Peredonov tried to recall Pylnikov, but for some reason he couldn’t clearly imagine who the boy was. Up until then he had paid little attention to this new student and despised him because he was good-looking and clean, and furthermore because he acted modestly, studied well and was the youngest in age of all the students in the fifth form. But now Varvara’s story ignited a lecherous curiosity in him. Immodest thoughts slowly began to stir in his murky head …
“I ought to go to vespers,” he thought, “to have a look at this girl in disguise.”
Suddenly Klavdiya came running in, and rejoicing, threw the crushed blue wrapper on the table and cried:
“You were blaming me for eating the raisins, and what’s that? A lot I need your raisins.”

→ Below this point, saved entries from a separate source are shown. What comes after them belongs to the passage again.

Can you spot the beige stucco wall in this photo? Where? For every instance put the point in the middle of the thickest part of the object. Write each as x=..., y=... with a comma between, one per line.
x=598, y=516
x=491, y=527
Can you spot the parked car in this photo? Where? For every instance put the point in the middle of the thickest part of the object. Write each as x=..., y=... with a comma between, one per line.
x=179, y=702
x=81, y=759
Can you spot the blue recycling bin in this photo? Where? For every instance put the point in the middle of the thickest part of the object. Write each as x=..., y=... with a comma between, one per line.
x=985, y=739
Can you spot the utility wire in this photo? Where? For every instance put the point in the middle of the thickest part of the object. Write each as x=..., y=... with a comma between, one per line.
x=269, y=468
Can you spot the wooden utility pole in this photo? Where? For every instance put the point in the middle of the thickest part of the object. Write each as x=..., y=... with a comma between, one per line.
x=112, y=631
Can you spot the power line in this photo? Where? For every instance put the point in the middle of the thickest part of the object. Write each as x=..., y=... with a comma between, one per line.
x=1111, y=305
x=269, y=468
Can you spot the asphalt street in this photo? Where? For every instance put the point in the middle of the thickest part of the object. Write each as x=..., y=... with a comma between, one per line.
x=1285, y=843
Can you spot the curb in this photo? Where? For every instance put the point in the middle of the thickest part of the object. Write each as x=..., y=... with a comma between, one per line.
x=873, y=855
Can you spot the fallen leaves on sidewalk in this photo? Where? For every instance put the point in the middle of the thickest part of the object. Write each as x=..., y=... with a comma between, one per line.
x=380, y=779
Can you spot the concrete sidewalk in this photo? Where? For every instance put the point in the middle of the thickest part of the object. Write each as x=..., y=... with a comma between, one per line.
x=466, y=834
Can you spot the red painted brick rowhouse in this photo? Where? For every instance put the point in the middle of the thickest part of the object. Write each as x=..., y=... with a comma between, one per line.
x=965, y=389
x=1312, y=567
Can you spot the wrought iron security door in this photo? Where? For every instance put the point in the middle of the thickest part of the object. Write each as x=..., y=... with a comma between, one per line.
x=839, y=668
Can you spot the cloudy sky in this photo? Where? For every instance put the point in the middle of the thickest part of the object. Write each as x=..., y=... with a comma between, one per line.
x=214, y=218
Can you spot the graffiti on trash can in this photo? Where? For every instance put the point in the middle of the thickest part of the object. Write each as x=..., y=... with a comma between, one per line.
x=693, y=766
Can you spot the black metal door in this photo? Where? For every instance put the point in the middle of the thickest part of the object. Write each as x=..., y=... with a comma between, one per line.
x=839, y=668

Peredonov guessed what was up. He had forgotten to throw the wrapper out on the street and now Klavdiya had found it in the pocket of his coat.
“Damn it!” he exclaimed.
“What’s that, where’d it come from?” Varvara cried.
“I found it in Ardalyon Borisych’s pocket,” Klavdiya replied maliciously. “He ate them himself and tried to put the blame on me. You know that Ardalyon has a big sweet tooth, but why blame others when he himself …”
“Well, that’s a good one,” Peredonov said angrily. You just keep lying. You put it in my pocket, I didn’t take anything.”
“Why should I do that? Really, God help you!” Klavdiya said distractedly.
“How dare you go sneaking about in his pockets!” Va
rvara replied. “Were you looking for money there?”
“I wasn’t sneaking about his pockets,” Klavdiya said rudely. “I took his coat to clean it, it was all muddy.”
“And why did you go into his pockets?”
“It fell out of his pocket. Why should I go sneaking around in his pockets?” Klavdiy tried to justify herself.
“You’re lying, piggy,” Peredonov said.
“Why are you calling me a piggy, really, what tormentors they are!” Klavdiya cried. “To hell with you, I’ll pay you back for your raisins and may you choke on them. You guzzled them yourself and I have to pay for them! Well I’ll pay, apparently you don’t have any conscience. There’s no shame in your eyes, and still you call yourself a gentleman!”
Klavdiya went off into the kitchen, crying and cursing. Peredonov laughed fitfully and said:
“She’s really got her back up.”
“Let her pay for them,” Varvara said. “If you let them get away with anything, they’ll be prepared to gobble everything up, the greedy devils.”
For a long while afterward they both teased Klavdiya with the fact that she had eaten a pound of raisins. The money for the raisins was deducted from her pay and all the guests were told about the raisins.
The cat, as though attracted by the shouting, came out of the kitchen, crept along the walls and crouched near Peredonov, peering at him with greedy and wicked eyes. Peredonov bent over to pick it up. The cat hissed ferociously, scratched Peredonov’s hand, ran away and hid under the cupboard. It peeked out from there and its narrow green pupils glittered.
“Just like a changeling,” Peredonov thought with fear.